Sitzen, sitzen und nochmals sitzen. Vor allem für Menschen, die im Büro arbeiten, ist das völlig normal. Doch woran wir uns längst gewöhnt haben, toleriert unser Rücken keineswegs. Vor allem die einseitige und falsche Belastung ist es, die Kreuzschmerzen den Weg ebnet. Denn häufig ist der Tisch einfach zu niedrig, der Stuhl nicht individuell einstellbar oder auch die Phasen der Entlastung zwischen der Sitzhaltung zu selten.

Wichtig: Wechseln Sie beim Sitzen öfters die Position, verlagern Sie ihr Gewicht. Und steuern Sie der einseitigen Belastung gezielt entgegen. Ein paar Schritte auf und ab gehen während einem Telefonat, die Kollegin im anderen Zimmer besuchen, statt ihr eine E-Mail zu schreiben und in der Mittagspause ein paar Schritte durch den Park – schon haben Sie neue Bewegungsmuster in Ihren Alltag integriert und fordern den Rücken auf andere Weise.

Ganz elementar zur Vorbeugung von Kreuzschmerzen ist die richtige Sitzhaltung am Arbeitsplatz. Wie das funktioniert, lesen Sie hier.

Heben, Tragen, Bücken – auf die Haltung kommt es an

Haltung bewahren! Wer Rückenschmerzen vorbeugen möchte, der sollte sich diesen Grundsatz immer wieder ins Gedächtnis rufen. Egal ob es darum geht, einen Getränkekasten zu heben oder die Schnürsenkel zu binden. Wer sich mit rundem Rücken nach unten beugt, tut seinem Kreuz nichts Gutes – besser ist es, in die Knie zu gehen und den Rücken insbesondere beim Heben schwerer Lasten gerade zu halten. Beim Schnürsenkel binden können Sie es sich und Ihrem Rücken leichter machen, wenn Sie den Fuß auf eine Stufe oder einen Stuhl stellen.

Weitere Tipps für einen rückenfreundlichen Alltag finden Sie hier.

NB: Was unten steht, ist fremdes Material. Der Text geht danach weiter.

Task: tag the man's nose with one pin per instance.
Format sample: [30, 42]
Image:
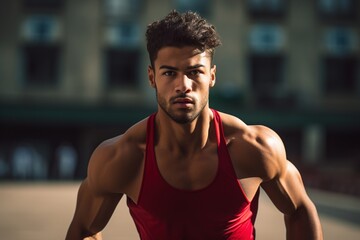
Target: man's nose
[183, 84]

Rückenschmerzen: Matratze, Lattenrost & Co. als Ursache

Das morgendliche Erwachen wird für viele Menschen Tag für Tag erneut zum Alptraum. Der Rücken schmerzt, man fühlt sich, als ob man die ganze Nacht auf dem harten Boden verbracht hätte. Tatsächlich haben das Bett –also genauer gesagt Matratze, Lattenrost und Kissen – sehr häufig etwas mit Kreuzschmerzen zu tun. Wir liegen schließlich durchschnittlich 6-8 Stunden täglich „in den Federn“ – und gerade deshalb sollten wir uns um eine rückenfreundliche Schlafstätte besonders bemühen.

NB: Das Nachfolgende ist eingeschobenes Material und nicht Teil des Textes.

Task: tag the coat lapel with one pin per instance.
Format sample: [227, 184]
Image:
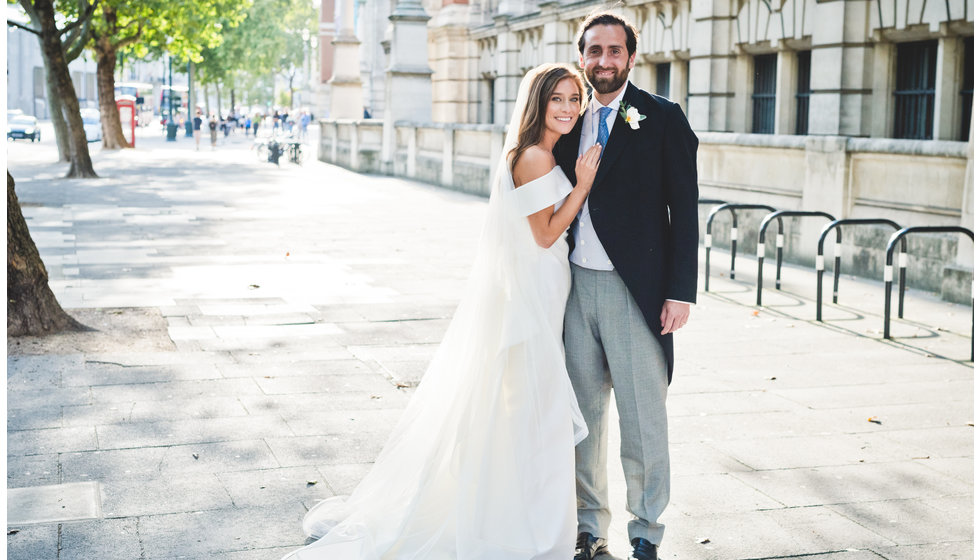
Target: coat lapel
[566, 151]
[618, 139]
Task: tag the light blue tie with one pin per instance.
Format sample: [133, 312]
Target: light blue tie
[603, 128]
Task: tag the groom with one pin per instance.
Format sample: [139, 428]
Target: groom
[634, 277]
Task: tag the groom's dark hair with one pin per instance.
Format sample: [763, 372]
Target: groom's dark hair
[607, 18]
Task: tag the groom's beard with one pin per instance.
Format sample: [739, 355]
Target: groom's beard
[607, 85]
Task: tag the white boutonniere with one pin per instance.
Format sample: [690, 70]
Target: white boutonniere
[631, 115]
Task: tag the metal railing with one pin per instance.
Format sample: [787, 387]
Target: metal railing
[836, 226]
[761, 250]
[900, 236]
[732, 208]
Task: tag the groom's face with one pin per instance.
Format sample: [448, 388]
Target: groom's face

Wichtig ist, sich ausreichend Zeit für den Matratzenkauf zu nehmen. Probeliegen ist hier ein Muss! Die Matratze sollte den Rücken abstützen, aber auch kein hartes Brett bilden. Hier kommt es stark auf das individuelle Wohlbefinden an. Auch das Gewicht spielt eine Rolle – wer weniger wiegt, kann grundsätzlich auch auf eine weichere Matratze ausweichen. Lassen Sie sich von einem Experten beraten.

Von den Materialien her werden insbesondere Latex- und Schaumstoff- aber auch Federkernmatratzen empfohlen. Achten Sie auch auf einen geeigneten Lattenrost – dieser sollte in seiner Stärke individuell an das Gewicht angepasst werden können. Daher gilt auch: Wenn Sie sich mit Ihrem Partner ein Doppelbett teilen, sollten Sie darauf achten, dass jeder seinen eigenen Lattenrost hat, um dem unterschiedlichen Gewicht gerecht werden zu können.